According to Maritime Patrol and Reconnaissance Program Office (PMA-290) Program Manager Capt. Scott Dillon, the significance of this program milestone is that the P-8A was able to launch the Harpoon at a target and achieve a direct hit.

“As the Navy’s replacement for the P-3 Orion, the P-8A Poseidon will be performing maritime surveillance missions as needed by the operations tempo and the success of this testing evolution brings us one step closer to Initial Operational Capability this fall,” Dillon said. “The test was very successful and the Harpoon directly hitting the target proves the system’s capability and lethality.”

The purpose of this test was to validate the weapons hardware and software integration. The weapons integration testing that was achieved last week at Point Mugu was a culmination for all of the lab development and integration as well as developmental testing over the past year to get one step closer to fielding an anti-surface warfare (ASuW) weapon for fleet IOC, said Paul Sheridan, the P-8A assistant program manager for system engineering assigned to PMA-290’s Weapons Systems Integration team.

After.

At the completion of this developmental testing, the P-8A will be ready for Harpoon operational testing to support fleet IOC.

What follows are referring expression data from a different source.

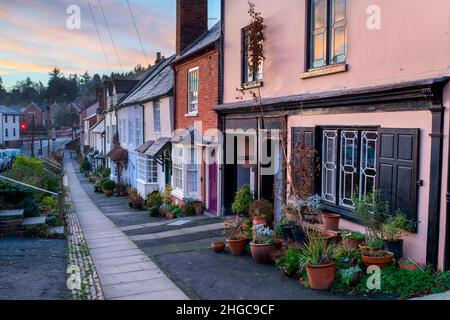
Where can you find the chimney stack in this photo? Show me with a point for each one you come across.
(192, 22)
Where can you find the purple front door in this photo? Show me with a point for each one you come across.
(212, 189)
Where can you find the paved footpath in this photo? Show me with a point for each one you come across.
(125, 272)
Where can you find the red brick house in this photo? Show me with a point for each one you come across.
(197, 90)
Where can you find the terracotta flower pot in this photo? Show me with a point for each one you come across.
(408, 267)
(259, 220)
(278, 243)
(321, 277)
(237, 247)
(351, 243)
(381, 262)
(218, 246)
(262, 253)
(331, 221)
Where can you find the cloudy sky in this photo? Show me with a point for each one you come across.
(34, 37)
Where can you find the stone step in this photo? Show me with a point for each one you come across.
(33, 221)
(8, 215)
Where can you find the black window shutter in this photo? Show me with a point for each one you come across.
(306, 135)
(398, 169)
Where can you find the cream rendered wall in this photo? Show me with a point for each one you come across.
(413, 43)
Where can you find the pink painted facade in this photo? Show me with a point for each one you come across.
(412, 44)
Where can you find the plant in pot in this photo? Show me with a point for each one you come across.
(261, 211)
(372, 211)
(154, 203)
(108, 187)
(317, 258)
(242, 200)
(235, 235)
(218, 246)
(289, 263)
(263, 244)
(395, 228)
(330, 221)
(352, 240)
(135, 201)
(408, 265)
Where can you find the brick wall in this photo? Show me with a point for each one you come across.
(208, 65)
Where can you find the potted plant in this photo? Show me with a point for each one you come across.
(135, 201)
(330, 221)
(108, 187)
(242, 200)
(286, 230)
(218, 246)
(289, 263)
(352, 240)
(235, 235)
(263, 244)
(395, 228)
(317, 257)
(408, 265)
(261, 211)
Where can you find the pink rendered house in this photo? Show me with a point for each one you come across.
(366, 83)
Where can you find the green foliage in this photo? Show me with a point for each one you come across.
(105, 173)
(108, 185)
(242, 200)
(52, 220)
(353, 235)
(397, 226)
(316, 251)
(290, 262)
(261, 208)
(30, 207)
(372, 210)
(49, 202)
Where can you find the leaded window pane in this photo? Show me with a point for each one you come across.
(368, 167)
(329, 165)
(348, 168)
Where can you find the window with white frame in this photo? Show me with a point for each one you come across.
(192, 172)
(138, 132)
(157, 116)
(130, 132)
(178, 167)
(147, 169)
(348, 165)
(193, 79)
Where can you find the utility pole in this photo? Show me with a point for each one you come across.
(48, 132)
(32, 136)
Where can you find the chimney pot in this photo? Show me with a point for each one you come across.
(192, 22)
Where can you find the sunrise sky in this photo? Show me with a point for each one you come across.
(34, 38)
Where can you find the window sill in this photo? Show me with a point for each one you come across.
(323, 71)
(251, 85)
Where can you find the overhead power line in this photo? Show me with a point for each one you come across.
(137, 32)
(110, 35)
(98, 34)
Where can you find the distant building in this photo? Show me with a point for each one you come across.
(9, 127)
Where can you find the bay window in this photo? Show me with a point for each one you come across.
(147, 169)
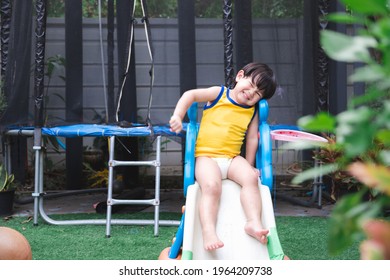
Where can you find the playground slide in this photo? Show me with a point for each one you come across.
(230, 227)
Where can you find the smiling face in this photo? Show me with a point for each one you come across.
(245, 92)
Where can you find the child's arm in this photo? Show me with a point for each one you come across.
(252, 140)
(186, 100)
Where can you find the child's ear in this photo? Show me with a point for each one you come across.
(240, 75)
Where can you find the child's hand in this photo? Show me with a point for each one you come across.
(175, 124)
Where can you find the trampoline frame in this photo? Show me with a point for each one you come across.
(39, 192)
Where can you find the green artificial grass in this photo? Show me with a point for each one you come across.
(302, 238)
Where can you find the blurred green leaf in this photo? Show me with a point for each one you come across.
(314, 172)
(367, 7)
(346, 221)
(347, 48)
(368, 74)
(345, 18)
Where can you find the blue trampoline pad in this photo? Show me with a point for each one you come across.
(102, 130)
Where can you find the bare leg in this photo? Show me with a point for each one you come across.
(245, 175)
(208, 175)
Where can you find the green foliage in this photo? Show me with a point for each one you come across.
(361, 132)
(203, 8)
(6, 180)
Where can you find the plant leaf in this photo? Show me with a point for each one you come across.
(347, 48)
(367, 7)
(314, 172)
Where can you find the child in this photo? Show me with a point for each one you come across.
(229, 116)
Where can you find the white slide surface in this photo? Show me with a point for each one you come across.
(230, 226)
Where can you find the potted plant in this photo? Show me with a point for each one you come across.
(7, 191)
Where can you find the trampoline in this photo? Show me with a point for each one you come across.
(111, 132)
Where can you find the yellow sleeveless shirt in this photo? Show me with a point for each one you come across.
(223, 127)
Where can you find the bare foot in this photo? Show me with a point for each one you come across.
(257, 232)
(211, 242)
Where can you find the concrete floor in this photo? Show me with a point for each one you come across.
(171, 201)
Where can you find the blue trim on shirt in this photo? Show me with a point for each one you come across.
(216, 99)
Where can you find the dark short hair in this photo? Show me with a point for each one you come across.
(263, 77)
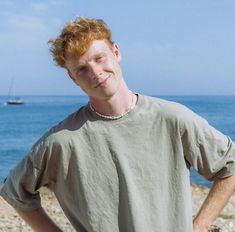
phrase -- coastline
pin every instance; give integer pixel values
(10, 221)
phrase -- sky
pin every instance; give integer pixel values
(168, 47)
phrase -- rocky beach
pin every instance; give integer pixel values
(10, 221)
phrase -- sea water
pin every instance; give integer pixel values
(22, 125)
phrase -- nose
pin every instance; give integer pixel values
(95, 71)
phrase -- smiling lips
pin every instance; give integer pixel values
(102, 83)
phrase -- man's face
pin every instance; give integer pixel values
(97, 72)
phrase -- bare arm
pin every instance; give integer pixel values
(217, 198)
(38, 220)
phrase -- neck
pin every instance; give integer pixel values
(117, 104)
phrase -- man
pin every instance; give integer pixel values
(120, 163)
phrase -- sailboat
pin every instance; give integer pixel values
(12, 100)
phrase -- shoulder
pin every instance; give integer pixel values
(62, 133)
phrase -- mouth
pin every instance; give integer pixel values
(102, 83)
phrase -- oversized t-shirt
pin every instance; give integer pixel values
(128, 175)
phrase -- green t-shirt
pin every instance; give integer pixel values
(130, 174)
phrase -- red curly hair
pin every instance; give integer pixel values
(76, 37)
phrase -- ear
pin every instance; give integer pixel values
(71, 77)
(117, 52)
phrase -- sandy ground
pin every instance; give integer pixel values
(10, 221)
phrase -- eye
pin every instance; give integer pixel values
(81, 69)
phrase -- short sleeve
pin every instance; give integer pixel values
(21, 187)
(208, 150)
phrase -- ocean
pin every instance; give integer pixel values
(22, 125)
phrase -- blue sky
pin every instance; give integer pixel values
(169, 47)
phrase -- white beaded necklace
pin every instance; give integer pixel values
(113, 117)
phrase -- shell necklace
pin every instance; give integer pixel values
(114, 117)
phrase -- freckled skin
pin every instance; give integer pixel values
(98, 71)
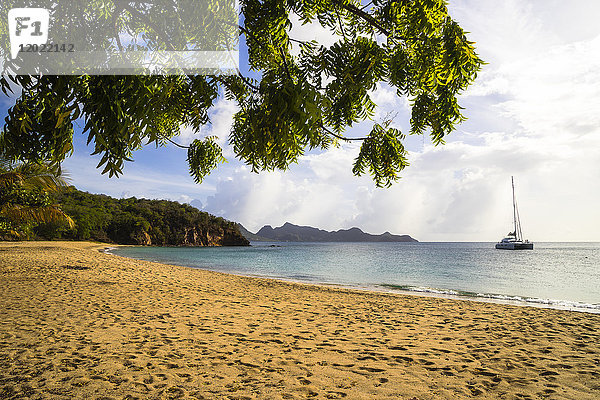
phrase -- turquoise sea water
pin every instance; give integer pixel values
(559, 275)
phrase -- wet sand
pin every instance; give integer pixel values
(78, 323)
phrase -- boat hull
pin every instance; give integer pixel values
(514, 246)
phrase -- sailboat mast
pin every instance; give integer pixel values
(512, 179)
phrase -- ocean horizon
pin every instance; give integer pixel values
(561, 275)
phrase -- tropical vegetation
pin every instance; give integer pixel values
(139, 221)
(27, 199)
(296, 94)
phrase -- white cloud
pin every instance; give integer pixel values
(534, 113)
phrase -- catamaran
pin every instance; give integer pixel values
(514, 240)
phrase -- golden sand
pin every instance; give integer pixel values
(79, 324)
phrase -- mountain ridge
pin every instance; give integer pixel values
(289, 232)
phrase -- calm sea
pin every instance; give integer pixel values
(558, 275)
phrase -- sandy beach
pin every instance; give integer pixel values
(76, 323)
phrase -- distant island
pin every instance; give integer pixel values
(294, 233)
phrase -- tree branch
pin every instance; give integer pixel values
(363, 15)
(341, 137)
(176, 144)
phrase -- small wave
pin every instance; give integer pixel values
(534, 301)
(108, 250)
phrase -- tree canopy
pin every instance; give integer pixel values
(306, 95)
(26, 198)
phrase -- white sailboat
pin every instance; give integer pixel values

“This live-fire event was made possible through the efforts of teams across NAVAIR including PMA-290 and PMA-201 here, in China Lake and Corona, Calif.,” said Chebi. “The teams continuously meet the challenges placed before them from test-asset preparations, ground testing, separation tests and the end-to-end live-fire evaluation. PMA-201 will continue to support the P-8A program and provide solutions to meet current requirements as well as the integration of future requirements that will advance the Navy’s long-range maritime patrol capability.”

Dillon and Sheridan agreed with Chebi that the Harpoon P-8A testing was a collaborative effort between PMA-290 and PMA-201.

The P-8A Poseidon will replace the P-3C Orion as a long-range anti-submarine warfare, anti-surface warfare, intelligence, surveillance and reconnaissance aircraft, capable of broad-area, maritime and littoral operations. This valuable addition to naval air forces will protect the sea base and enhance our forward presence.